Again, an insurance concept will not equip an individual to become a better consumer. Due to the lack of consumer-empowering resources and the (often) irresponsible manner in which CDHP programs are being introduced to, reviewed with, and implemented for, employers and their employees, there are significant, perhaps unquantifiable risks for employers and / or their employees. Employers must ensure that they are able to make a well-informed buying decision based on all important CDHP data—both the “pros” and “cons”—this is the only way that they will be capable of establishing appropriate expectations and understand the CDHP risks and their limitations. 

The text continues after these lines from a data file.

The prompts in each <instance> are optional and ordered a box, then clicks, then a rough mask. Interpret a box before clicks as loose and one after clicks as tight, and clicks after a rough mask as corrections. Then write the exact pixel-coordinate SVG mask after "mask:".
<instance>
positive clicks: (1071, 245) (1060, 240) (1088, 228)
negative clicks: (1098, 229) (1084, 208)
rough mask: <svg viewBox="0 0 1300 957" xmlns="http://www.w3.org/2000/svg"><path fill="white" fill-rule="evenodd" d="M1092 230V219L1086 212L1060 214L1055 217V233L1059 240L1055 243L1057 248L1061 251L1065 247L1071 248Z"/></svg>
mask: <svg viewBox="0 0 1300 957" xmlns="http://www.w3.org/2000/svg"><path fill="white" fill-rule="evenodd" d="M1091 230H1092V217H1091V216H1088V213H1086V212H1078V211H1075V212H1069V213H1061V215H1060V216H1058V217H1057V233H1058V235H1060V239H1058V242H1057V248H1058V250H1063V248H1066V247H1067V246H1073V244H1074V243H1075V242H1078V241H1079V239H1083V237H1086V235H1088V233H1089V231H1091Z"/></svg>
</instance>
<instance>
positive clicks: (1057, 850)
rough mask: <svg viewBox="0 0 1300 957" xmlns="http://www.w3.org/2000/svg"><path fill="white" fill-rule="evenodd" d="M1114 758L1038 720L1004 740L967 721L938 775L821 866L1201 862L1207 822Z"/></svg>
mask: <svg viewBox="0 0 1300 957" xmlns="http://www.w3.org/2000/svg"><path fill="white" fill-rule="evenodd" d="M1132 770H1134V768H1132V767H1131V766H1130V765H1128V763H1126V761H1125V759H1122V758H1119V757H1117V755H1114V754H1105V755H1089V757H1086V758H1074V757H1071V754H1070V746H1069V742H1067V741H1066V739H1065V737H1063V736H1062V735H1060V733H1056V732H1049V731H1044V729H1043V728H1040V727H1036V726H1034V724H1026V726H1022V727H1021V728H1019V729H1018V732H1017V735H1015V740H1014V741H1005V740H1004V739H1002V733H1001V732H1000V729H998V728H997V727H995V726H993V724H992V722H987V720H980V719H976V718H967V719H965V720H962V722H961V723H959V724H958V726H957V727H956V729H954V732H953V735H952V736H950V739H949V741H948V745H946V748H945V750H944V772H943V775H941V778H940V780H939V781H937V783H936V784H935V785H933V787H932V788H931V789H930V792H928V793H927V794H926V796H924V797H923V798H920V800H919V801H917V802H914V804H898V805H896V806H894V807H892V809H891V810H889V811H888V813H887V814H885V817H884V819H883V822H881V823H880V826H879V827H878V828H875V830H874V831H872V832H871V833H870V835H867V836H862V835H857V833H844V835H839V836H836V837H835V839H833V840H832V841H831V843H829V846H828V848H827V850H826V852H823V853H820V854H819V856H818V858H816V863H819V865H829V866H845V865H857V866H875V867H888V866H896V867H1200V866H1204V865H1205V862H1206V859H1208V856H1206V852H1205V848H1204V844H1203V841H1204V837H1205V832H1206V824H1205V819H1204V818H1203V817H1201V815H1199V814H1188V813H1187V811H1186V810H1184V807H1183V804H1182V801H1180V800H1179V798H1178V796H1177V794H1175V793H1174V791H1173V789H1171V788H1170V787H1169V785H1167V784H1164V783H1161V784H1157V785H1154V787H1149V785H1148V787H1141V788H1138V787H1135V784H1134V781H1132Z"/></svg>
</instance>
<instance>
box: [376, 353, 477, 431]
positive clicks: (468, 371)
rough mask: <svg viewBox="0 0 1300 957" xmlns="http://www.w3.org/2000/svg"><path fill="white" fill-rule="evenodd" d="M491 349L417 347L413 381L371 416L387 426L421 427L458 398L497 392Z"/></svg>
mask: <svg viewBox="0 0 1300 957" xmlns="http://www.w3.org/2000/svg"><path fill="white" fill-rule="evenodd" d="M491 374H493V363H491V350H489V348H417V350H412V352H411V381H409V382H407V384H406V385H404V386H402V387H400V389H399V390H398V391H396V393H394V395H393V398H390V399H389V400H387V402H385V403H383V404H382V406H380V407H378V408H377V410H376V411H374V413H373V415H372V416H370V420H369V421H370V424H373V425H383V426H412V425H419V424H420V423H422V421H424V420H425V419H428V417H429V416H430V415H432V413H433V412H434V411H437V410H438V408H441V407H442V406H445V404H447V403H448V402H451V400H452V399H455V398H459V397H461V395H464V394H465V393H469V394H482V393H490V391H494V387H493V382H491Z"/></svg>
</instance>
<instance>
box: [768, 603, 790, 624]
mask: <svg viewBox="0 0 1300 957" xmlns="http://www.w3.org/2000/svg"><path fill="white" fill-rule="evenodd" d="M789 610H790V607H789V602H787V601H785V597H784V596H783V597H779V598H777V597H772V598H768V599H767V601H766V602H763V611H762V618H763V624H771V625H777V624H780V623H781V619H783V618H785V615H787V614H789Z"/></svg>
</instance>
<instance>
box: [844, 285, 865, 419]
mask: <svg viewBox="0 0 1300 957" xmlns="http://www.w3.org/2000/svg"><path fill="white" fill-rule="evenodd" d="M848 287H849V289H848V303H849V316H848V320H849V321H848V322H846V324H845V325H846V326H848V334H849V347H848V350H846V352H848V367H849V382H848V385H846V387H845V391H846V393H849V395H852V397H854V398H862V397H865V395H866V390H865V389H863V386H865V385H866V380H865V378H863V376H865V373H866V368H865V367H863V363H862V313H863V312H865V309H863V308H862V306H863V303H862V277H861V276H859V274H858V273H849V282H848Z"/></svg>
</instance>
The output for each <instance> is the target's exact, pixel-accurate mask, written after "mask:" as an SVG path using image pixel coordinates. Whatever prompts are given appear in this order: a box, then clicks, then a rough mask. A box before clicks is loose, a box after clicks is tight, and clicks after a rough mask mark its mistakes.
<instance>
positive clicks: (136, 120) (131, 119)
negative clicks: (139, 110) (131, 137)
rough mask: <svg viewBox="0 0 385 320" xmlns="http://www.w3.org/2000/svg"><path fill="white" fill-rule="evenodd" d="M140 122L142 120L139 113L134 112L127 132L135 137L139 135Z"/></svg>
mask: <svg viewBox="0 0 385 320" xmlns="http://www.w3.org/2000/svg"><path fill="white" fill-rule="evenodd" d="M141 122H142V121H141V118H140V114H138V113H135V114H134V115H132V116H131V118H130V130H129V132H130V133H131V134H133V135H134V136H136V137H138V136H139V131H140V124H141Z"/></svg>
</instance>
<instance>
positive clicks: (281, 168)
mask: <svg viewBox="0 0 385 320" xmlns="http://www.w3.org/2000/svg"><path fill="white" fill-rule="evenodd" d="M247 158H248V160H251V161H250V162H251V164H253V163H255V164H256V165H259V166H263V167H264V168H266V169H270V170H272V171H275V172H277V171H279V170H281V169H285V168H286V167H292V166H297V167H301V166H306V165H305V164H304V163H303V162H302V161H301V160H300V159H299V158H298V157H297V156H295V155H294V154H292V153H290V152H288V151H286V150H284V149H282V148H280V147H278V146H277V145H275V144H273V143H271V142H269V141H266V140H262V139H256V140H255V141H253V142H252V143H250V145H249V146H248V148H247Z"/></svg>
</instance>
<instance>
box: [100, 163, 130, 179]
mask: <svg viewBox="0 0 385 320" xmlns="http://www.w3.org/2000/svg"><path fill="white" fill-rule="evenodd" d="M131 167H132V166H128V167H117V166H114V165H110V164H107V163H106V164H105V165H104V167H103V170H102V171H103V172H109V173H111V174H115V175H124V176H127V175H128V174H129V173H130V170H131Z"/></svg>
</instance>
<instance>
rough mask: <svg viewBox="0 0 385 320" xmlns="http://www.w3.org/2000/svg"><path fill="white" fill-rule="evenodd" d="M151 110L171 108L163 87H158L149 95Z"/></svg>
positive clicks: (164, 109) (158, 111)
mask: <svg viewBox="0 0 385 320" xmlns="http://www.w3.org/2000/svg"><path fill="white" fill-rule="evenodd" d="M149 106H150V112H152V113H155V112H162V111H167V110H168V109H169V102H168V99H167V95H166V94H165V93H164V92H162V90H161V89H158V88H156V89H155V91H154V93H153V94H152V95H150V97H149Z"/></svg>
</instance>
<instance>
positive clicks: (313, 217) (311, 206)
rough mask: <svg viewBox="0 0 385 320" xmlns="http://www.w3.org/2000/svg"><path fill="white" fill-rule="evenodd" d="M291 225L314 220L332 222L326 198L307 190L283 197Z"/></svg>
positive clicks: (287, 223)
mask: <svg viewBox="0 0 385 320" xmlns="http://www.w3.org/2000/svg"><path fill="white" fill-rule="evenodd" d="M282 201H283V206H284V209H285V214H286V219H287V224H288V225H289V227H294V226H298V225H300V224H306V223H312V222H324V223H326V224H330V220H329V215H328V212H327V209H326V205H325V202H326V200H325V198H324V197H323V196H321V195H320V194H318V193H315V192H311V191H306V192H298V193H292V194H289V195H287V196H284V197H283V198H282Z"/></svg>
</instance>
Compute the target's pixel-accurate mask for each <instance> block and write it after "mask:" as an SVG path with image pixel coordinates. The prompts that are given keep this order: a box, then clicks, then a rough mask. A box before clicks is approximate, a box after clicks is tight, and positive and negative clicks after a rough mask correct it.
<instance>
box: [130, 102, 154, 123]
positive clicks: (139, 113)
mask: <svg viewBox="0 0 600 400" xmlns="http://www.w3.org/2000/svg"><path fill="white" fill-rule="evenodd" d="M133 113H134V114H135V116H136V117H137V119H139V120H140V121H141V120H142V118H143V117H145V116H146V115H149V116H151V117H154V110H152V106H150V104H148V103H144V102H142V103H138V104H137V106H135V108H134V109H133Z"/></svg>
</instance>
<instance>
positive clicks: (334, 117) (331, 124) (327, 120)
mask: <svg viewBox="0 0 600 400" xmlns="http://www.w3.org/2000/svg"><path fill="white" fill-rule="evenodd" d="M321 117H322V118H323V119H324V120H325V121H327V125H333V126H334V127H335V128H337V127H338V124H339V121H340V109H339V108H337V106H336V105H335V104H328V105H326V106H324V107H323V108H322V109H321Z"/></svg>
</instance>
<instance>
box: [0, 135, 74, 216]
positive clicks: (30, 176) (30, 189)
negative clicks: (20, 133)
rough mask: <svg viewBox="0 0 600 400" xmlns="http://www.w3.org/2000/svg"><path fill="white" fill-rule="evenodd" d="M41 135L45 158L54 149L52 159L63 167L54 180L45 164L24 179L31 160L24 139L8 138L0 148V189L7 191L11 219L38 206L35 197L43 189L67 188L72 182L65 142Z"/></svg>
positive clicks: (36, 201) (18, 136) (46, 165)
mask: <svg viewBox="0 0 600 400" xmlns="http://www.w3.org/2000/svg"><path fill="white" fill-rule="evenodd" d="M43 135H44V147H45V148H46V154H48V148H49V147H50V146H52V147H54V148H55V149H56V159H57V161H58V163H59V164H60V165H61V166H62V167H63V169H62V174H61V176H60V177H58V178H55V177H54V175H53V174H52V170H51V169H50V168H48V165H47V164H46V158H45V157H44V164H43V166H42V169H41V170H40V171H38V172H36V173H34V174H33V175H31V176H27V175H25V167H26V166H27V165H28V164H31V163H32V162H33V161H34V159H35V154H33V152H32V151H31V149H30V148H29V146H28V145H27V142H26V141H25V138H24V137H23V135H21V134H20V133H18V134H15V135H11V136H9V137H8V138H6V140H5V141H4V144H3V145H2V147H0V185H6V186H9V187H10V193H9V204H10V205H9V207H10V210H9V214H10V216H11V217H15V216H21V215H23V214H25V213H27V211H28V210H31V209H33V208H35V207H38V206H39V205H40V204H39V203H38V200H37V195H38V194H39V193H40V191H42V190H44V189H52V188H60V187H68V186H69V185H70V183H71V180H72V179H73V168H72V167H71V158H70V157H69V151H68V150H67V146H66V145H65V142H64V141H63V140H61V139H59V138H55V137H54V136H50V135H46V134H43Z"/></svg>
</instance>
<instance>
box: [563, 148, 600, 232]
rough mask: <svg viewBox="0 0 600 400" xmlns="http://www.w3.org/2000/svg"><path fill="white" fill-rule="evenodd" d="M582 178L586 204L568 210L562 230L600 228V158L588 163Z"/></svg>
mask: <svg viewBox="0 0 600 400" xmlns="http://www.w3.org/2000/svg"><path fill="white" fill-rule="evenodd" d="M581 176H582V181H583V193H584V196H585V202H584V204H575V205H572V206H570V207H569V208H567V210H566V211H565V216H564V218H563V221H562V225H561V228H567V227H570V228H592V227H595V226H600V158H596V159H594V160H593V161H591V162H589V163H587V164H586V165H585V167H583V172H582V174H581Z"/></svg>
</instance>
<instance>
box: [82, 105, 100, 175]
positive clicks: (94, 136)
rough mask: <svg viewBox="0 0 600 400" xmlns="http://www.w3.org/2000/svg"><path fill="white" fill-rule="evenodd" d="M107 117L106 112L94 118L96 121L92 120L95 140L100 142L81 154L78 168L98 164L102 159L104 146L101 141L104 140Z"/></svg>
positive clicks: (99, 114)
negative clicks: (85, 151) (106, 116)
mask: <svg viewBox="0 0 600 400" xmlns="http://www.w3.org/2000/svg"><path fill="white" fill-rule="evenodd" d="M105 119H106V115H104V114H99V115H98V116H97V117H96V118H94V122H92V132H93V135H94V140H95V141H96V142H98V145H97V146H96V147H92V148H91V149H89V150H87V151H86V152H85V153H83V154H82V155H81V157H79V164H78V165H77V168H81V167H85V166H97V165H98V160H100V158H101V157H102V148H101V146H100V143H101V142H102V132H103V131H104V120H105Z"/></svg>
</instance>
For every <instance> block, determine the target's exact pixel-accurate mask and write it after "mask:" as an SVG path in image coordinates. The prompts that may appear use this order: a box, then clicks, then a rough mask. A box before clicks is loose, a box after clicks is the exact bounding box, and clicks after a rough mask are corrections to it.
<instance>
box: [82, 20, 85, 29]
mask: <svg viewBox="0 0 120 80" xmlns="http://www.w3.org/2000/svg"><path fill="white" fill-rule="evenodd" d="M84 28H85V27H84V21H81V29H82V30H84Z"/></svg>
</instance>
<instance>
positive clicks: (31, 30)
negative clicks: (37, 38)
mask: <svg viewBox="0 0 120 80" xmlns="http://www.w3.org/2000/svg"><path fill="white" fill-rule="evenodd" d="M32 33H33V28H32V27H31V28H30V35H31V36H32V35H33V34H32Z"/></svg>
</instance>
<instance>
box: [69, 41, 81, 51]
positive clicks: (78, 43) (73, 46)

When might an HSA plan be a good fit?

When Employees Have:

  • A good to excellent medical risk profile and reason to believe that they will continue in good health; 
  • A higher-than-average financial risk tolerance; 
  • The desire, energy, knowledge and disposable time necessary to fully research and identify the best health care values. While it may become easier in the future to identify provider cost differences, there is still much lacking in regard to an individual’s ability to measure provider quality differences. Make no mistake about this vital area, provider quality of care is far more important than provider cost of care in determining the best health care values; and, 
  • A reasonable amount of disposable income and/or savings which can be put aside for potential future health care expenses; and 
  • An interest in establishing another tax shelter. 

When Employers Have:

  • A predominantly white or gray collar workforce that has a favorable medical risk profile and/or a higher than average financial risk tolerance. 
  • A desire to diversify their health insurance offerings relative to the needs of their employee population. 
  • A pressing financial need to reduce their health insurance spending, regardless of the financial risk shift and other perceived negatives that will be placed upon covered employees. 
  • A positive combination of compensation and other fringes that compare favorably to the compensation and benefits packages offered by employers who are aggressively competing for the same employee candidates. An employer’s overall package must be well understood and capable of offsetting any negative financial risk perception that its new and existing employees may have with respect to a HSA Plan. 
  • Very limited owners or shareholders (ideal HSA candidates).